Spice up your lunch break at the Louisiana State Museum’s Lunchtime Lagniappe July 11

Pack your lunch and head to the Louisiana State Museum this Wednesday for a brief talk on a piece of Louisiana history that is under threat of substantial damage from climate change and the environment.

Fort Proctor. Courtesy LSU

The “Disappearing History” talk highlights a unique problem faced by Fort Proctor, one of several forts built along Lake Borgne following the War of 1812. The fort, which was designed in 1856, had its construction halted by a hurricane and the start of the Civil War. Now, it stands as one of southern Louisiana’s grandest historical sites, though it is only accessible by water. Its future is uncertain as it is slowly being swallowed by the waters of Lake Borgne.

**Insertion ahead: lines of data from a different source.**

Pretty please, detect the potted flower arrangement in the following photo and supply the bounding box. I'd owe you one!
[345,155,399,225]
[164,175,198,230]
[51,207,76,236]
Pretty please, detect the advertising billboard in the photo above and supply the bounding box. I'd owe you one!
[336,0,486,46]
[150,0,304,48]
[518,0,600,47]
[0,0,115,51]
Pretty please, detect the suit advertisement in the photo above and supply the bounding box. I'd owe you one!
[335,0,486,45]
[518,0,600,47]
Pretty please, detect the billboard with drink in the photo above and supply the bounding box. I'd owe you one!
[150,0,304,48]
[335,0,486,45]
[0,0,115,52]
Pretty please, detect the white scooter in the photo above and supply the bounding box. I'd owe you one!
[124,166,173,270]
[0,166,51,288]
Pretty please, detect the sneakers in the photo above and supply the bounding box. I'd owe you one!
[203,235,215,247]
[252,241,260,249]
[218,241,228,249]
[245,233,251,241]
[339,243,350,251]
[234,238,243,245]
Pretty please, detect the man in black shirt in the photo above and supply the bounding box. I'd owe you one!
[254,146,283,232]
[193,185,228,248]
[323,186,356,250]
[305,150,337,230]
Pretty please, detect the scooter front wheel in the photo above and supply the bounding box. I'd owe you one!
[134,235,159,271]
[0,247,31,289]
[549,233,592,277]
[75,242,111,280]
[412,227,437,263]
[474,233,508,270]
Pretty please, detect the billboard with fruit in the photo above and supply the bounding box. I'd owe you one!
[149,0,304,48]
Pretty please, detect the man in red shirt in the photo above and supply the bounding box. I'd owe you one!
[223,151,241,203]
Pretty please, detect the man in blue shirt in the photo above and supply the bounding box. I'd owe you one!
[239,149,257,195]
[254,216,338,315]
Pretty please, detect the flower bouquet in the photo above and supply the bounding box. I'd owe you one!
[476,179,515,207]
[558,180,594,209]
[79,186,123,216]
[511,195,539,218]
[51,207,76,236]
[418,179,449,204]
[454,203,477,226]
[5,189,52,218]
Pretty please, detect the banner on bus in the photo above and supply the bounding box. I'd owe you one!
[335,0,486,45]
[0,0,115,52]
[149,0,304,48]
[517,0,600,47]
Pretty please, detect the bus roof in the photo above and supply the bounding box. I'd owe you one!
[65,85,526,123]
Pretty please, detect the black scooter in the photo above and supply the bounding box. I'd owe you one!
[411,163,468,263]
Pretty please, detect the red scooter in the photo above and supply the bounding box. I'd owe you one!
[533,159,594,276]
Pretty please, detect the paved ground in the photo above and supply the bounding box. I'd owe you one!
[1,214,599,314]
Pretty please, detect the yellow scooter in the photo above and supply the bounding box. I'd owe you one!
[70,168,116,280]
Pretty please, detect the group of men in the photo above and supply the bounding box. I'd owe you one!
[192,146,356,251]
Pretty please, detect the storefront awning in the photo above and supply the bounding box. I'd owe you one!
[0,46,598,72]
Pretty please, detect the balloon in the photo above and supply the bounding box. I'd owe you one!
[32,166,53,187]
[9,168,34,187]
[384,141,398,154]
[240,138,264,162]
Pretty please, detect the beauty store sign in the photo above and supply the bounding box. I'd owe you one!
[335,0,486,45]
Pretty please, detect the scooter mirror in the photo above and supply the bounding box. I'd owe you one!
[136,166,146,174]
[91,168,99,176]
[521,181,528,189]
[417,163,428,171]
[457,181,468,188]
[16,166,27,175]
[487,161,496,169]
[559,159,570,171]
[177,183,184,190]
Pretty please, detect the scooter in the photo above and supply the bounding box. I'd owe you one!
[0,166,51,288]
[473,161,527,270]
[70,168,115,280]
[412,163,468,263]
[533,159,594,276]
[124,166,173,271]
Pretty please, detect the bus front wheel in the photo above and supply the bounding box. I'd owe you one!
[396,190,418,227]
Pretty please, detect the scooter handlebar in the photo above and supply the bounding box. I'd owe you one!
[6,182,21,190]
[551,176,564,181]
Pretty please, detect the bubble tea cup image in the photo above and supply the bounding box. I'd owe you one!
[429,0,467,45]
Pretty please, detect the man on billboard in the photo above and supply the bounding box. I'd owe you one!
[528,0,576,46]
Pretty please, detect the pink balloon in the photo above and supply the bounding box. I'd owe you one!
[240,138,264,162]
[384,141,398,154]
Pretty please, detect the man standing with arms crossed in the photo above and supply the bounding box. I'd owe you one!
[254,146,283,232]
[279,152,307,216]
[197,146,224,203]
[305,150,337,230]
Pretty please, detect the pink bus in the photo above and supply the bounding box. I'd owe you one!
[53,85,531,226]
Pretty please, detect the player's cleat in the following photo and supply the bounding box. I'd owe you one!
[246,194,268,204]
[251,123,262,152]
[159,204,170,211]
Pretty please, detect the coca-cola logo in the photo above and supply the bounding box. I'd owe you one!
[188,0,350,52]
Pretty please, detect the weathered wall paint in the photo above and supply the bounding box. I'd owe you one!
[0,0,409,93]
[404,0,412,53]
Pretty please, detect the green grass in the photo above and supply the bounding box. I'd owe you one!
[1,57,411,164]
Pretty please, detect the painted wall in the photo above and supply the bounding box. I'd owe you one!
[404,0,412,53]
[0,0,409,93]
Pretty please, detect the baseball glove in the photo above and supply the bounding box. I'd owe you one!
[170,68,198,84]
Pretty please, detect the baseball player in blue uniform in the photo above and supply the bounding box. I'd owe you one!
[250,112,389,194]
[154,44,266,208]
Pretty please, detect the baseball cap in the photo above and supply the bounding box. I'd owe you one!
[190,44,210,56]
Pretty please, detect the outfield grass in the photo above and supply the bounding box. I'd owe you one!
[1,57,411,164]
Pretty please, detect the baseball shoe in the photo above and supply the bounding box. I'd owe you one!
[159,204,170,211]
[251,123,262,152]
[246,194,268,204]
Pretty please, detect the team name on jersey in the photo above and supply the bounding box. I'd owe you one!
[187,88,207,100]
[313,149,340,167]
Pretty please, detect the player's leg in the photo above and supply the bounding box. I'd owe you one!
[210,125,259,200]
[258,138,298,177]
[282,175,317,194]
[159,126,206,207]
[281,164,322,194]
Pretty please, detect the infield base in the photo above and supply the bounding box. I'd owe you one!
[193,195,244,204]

The lunchtime lecture will be given by LSU School of Architecture professor Ursula McClure, whose research in the area of coastal change has led her to investigate the unclear fate of Fort Proctor.

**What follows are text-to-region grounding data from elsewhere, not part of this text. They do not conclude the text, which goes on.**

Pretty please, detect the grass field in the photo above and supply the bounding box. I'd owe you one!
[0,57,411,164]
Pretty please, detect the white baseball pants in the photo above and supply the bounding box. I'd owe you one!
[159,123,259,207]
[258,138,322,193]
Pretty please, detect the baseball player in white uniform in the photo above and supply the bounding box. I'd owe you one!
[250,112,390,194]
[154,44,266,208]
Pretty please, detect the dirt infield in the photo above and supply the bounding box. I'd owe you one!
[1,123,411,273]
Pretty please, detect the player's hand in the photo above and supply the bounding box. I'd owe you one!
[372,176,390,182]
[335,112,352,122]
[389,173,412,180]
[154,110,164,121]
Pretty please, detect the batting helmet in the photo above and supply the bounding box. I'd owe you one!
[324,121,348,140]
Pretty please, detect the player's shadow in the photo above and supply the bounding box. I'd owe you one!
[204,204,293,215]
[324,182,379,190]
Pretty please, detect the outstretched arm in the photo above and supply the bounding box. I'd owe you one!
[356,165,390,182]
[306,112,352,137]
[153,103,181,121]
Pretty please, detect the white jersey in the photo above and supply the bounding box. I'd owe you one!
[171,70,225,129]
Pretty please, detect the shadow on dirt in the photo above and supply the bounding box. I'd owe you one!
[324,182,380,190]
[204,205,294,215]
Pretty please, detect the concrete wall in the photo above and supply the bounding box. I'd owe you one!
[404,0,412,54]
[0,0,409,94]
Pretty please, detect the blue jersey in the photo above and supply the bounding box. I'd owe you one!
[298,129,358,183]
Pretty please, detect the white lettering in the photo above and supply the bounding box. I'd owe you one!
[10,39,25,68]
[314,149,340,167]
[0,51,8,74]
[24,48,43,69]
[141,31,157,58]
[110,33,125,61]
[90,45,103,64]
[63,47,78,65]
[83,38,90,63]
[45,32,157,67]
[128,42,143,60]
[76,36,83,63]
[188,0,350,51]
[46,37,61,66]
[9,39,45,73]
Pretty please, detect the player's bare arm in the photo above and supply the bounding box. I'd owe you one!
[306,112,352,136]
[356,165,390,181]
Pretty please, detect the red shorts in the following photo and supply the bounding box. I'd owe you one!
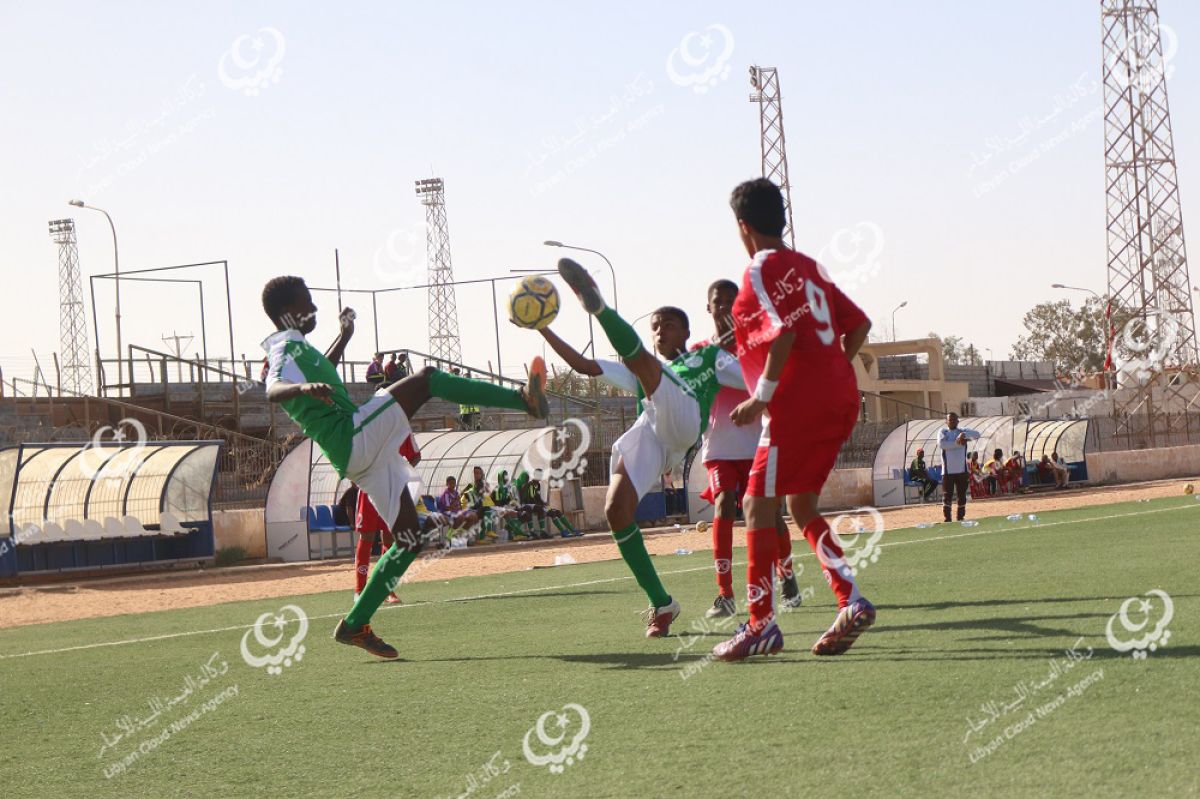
[700,459,753,505]
[746,398,857,498]
[355,489,388,533]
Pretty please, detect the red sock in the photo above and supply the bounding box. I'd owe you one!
[775,526,794,580]
[354,534,373,594]
[712,517,734,597]
[802,516,860,609]
[746,527,778,632]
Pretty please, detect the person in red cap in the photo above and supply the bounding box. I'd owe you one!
[909,447,938,502]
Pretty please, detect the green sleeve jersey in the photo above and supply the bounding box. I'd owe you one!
[263,329,359,475]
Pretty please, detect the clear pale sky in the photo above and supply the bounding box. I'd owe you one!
[2,1,1198,387]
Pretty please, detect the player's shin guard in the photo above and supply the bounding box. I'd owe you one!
[746,527,778,633]
[353,534,373,594]
[613,522,671,608]
[802,516,862,609]
[428,369,528,412]
[712,517,734,597]
[596,307,645,360]
[344,543,418,628]
[775,527,794,581]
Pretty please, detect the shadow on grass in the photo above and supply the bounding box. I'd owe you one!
[891,594,1200,612]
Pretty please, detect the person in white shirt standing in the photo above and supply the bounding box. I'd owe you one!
[938,412,980,522]
[696,280,801,618]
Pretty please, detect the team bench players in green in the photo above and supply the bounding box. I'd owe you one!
[261,275,549,658]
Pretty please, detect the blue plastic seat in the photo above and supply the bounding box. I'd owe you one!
[320,505,352,532]
[310,505,336,532]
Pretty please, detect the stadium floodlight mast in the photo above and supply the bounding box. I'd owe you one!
[891,300,908,342]
[69,199,122,395]
[542,240,619,312]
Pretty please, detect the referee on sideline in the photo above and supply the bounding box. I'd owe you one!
[938,412,980,522]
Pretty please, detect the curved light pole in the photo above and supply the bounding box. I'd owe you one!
[1052,283,1113,384]
[543,240,618,312]
[70,199,121,395]
[891,300,908,342]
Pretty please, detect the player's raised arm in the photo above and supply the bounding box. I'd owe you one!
[538,326,603,377]
[731,330,795,426]
[324,308,356,367]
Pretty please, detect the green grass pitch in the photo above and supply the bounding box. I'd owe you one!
[2,496,1197,798]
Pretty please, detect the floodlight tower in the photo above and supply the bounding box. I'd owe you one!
[48,218,92,394]
[749,66,795,247]
[415,178,462,364]
[1101,0,1198,443]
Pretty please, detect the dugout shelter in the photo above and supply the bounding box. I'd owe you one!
[264,428,585,561]
[0,441,221,577]
[872,416,1090,507]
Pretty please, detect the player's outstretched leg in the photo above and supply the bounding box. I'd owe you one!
[791,493,876,656]
[558,258,644,360]
[334,492,426,659]
[387,360,549,422]
[608,465,679,637]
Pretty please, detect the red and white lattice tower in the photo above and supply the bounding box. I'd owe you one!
[415,178,463,364]
[749,66,795,247]
[1101,0,1198,443]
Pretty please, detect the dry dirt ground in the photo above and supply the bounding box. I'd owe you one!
[2,477,1196,630]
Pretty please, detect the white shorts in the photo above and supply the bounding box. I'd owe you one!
[345,390,421,530]
[610,375,701,500]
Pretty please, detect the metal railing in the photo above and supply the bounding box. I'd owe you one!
[3,380,290,509]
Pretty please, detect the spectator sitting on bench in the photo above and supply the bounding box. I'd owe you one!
[1051,451,1070,489]
[365,352,386,386]
[984,449,1005,495]
[909,448,938,501]
[1004,450,1027,492]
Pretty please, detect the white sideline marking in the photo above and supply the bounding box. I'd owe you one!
[0,502,1194,661]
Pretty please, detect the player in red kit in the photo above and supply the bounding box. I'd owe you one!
[713,178,877,661]
[350,434,422,605]
[695,279,802,618]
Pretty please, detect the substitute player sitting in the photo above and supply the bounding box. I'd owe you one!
[539,260,748,637]
[714,178,877,661]
[695,279,801,618]
[261,275,548,658]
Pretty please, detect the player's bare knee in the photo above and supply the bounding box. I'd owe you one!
[715,491,737,519]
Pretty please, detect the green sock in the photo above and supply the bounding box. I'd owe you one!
[429,370,526,412]
[345,544,417,628]
[596,307,644,360]
[612,522,670,608]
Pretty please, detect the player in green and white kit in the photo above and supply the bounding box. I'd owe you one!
[261,275,549,658]
[538,258,747,637]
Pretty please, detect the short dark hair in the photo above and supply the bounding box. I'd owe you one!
[730,178,786,237]
[262,276,307,324]
[707,279,738,298]
[652,306,689,330]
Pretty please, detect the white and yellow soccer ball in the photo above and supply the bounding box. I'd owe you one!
[509,275,560,330]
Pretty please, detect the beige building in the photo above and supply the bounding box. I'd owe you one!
[855,337,970,423]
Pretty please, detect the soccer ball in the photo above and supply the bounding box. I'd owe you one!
[695,520,709,533]
[509,276,560,330]
[1185,483,1195,496]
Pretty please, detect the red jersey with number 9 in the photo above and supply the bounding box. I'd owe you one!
[732,248,867,408]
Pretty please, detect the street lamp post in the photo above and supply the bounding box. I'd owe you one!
[70,200,121,395]
[543,240,619,312]
[891,300,908,342]
[1052,283,1112,387]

The presentation is one of many installments in the Louisiana State Museum’s ongoing Lunchtime Lagniappe series of “brown bag talks.” Each of these talks begins at noon and lasts for roughly 30 minutes, with time allotted for a short Q&A session after the program’s conclusion.

Wednesday’s installment of Lunchtime Lagniappe is at noon at the Capitol Park Museum. For information on hours and admission, visit the museum’s website. The museum is at 660 N. Fourth St.